Nicotiana benthamiana protoplasts were prepared as described by Power & Chapman (1985) . Approximately 106 protoplasts were inoculated using polyethylene glycol 6000, with extracts obtained by homogenizing 0·5 g of leaf tissue of GRV-infected N. benthamiana plants in 0·5 ml of 0·1 M sodium phosphate buffer, as described previously for Cowpea mosaic virus (Eggen et al., 1989 ). At 48 h after inoculation, protoplasts were analysed by immunofluorescence microscopy, as described by van Lent et al. (1991) , using antibodies produced in rabbits against the recombinant ORF4-encoded protein expressed in E. coli (see below). Controls consisted of samples treated with pre-immune sera. Samples were analysed using a confocal laser scanning microscope (MRC 1000; excitation, 488 nm; emission, 522 nm) (Bio-Rad).

Inoculation of protoplasts with recombinant TMV (TMV.4-GFP; Ryabov et al., 1998 ) and PVX (PVX.4-GFP; Ryabov et al., 1998 ), each expressing the GRV ORF4-encoded protein fused to the jellyfish green fluorescent protein (GFP), was conducted by electroporation with 10–20 µg of transcript, as described by Gal-On et al. (1994) . In vitro transcription was carried out using the mMESSAGE mMACHINE T7 kit (Ambion) as described by Ryabov et al. (1998) .

{blacksquare} Expression and purification of the GRV ORF4 protein in E. coli.
To clone and subsequently express the GRV ORF4 protein with a (His)6-affinity tag, restriction sites upstream (NcoI) and downstream (BclI) of ORF4 were generated by PCR using the oligonucleotide primers 5' GCATCCATGGCTTCGCAAGTGGC 3' and 5' GCATTGATCACGTCGCTTTGCGC 3'. The PCR product was digested with BclI/NcoI and cloned into the pQE60 vector using the QIAexpress Expression System (Qiagen) to give pQEGRV4-His. In this plasmid, ORF4 was linked to the strong bacteriophage T7 promoter at its 5' terminus and to six histidine codons at its 3' terminus. E. coli strain SG13009 (pREP4) expressing low levels of protease and containing an inducible T7 polymerase gene was used as the host for protein expression. Induction of protein synthesis from ORF4 by IPTG and purification of the expressed protein were conducted according to the Qiagen protocol. Protein purification involved solubilization of the bacterial pellet in buffer B (8 M urea, 0·1 M NaH2PO4, 0·01 M Tris–HCl, pH 8·0), binding to Ni2+-NTA–agarose, washing with buffers B and C (8 M urea, 0·1 M NaH2PO4, 0·01 M Tris–HCl, pH 6·3) and elution with buffers D (8 M urea, 0·1 M NaH2PO4, 0·01 M Tris–HCl, pH 5·9) and E (8 M urea, 0·1 M NaH2PO4, 0·01 M Tris–HCl, pH 4·5). To allow for protein refolding, the solubilized protein was dialysed sequentially against buffer F (10 mM Tris–HCl, pH 7·0, 50 mM NaCl, 1 mM EDTA, 1 mM DTT, 10% glycerol) containing 4 M urea, 1 M urea, or no urea.
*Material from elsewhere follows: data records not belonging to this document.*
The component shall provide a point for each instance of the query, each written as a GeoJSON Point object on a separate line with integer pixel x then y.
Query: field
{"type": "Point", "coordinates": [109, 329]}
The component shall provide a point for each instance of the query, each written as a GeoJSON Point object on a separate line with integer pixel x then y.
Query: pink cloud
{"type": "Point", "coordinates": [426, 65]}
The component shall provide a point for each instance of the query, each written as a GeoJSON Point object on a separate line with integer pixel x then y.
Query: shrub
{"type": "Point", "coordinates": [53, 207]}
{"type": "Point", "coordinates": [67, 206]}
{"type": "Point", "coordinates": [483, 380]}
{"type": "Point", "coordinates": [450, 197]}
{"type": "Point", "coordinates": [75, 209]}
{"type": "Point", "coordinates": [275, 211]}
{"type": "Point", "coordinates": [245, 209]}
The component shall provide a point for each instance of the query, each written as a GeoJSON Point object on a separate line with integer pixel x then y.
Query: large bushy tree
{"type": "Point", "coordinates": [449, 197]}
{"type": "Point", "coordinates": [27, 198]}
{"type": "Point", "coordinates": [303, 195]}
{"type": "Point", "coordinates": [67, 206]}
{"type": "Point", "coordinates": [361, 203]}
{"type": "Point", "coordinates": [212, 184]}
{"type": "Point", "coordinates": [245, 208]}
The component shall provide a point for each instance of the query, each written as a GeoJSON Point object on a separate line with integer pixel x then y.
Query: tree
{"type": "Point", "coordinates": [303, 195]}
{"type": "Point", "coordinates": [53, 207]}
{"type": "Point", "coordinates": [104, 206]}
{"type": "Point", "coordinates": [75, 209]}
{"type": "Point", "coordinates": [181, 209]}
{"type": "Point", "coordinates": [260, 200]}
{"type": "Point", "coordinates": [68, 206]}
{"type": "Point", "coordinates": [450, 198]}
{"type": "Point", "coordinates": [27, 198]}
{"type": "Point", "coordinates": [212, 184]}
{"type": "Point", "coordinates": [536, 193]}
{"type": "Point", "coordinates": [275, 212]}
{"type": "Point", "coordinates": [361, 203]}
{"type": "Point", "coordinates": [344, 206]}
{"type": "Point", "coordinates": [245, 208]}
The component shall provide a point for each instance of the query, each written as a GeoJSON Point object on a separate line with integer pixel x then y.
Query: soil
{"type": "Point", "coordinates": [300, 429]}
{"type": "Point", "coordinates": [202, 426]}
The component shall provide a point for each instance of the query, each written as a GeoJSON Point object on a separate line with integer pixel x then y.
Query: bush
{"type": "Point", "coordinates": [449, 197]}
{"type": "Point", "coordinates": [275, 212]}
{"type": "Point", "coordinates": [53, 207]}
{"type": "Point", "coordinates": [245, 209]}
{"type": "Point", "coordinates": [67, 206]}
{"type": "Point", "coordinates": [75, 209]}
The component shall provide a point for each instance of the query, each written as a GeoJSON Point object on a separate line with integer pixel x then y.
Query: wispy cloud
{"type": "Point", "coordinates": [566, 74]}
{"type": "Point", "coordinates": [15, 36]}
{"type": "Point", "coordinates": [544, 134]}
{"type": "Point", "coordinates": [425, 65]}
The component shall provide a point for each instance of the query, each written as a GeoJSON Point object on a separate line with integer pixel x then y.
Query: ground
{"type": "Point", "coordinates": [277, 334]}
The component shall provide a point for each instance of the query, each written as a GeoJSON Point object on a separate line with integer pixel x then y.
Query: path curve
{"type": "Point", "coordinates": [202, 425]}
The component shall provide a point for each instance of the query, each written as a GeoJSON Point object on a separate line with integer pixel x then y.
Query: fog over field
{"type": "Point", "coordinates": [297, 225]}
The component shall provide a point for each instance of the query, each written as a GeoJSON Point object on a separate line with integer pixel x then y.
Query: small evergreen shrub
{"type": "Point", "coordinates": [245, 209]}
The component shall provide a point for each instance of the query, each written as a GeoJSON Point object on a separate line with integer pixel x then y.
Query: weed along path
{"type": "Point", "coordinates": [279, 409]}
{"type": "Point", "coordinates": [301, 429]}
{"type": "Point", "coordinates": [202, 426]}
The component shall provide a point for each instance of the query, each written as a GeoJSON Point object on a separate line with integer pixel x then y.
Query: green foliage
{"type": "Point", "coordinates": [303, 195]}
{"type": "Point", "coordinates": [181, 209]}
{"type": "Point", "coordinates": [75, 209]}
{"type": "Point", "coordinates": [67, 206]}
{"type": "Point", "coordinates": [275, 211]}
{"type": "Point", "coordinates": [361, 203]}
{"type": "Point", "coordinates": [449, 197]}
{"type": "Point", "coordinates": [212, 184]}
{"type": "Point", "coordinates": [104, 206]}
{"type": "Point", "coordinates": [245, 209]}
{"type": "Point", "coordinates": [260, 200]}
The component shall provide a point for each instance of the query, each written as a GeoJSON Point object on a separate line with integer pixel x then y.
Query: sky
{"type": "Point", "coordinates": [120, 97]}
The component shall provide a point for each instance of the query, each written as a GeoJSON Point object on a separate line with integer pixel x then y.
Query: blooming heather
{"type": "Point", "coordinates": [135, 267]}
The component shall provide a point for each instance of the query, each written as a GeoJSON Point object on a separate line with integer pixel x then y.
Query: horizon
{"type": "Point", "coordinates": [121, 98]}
{blacksquare} RNA-binding experiments.
32P-labelled full-length Fny-CMV RNA 3 and GRV RNA corresponding to the 5'-terminal 2556 nucleotides of the GRV genome were generated by in vitro transcription of pFny309 (Rizzo & Palukaitis, 1990 ) and the GRV cDNA clone grpol (Taliansky et al., 1996 ), respectively, in the presence of 5 µCi [32P]UTP (Amersham) using the mMESSAGE mMACHINE T7 kit. The labelled transcripts were mixed with purified proteins in 15 µl of binding buffer A (50 mM Tris–HCl, 1 mM EDTA, pH 7·0, 50 mM NaCl, 1 mM DTT, 1 mg/ml BSA, 10% glycerol). After incubation on ice for 30 min, the mixture was subjected to electrophoresis in 1% agarose in TAE buffer, as described by Li & Palukaitis (1996) . For UV cross-linking experiments, the mixture was irradiated with UV light (twice at 900 mJ) in a Stratalinker (Stratagene), treated with RNase A and analysed by 12% SDS–PAGE. The gels were dried and autoradiographed. Nitrocellulose membrane-binding assays were carried out as described by Li & Palukaitis (1996) . To analysis the stability of the MP–RNA complexes, buffer A contained different concentrations of NaCl. In competition binding assays, different amounts (250 and 1250 ng) of competitor RNA or DNA [CMV ssRNA, TMV ssRNA, bacteriophage M13 ssDNA or a dsDNA plasmid fragment (SmaI-digested pUC18 DNA)] were added to the mixtures. The mixtures were then filtered through a 45 µm nitrocellulose membrane (Schleicher & Shuell). The membranes were then washed, dried and counted using a liquid scintillation counter (LKB).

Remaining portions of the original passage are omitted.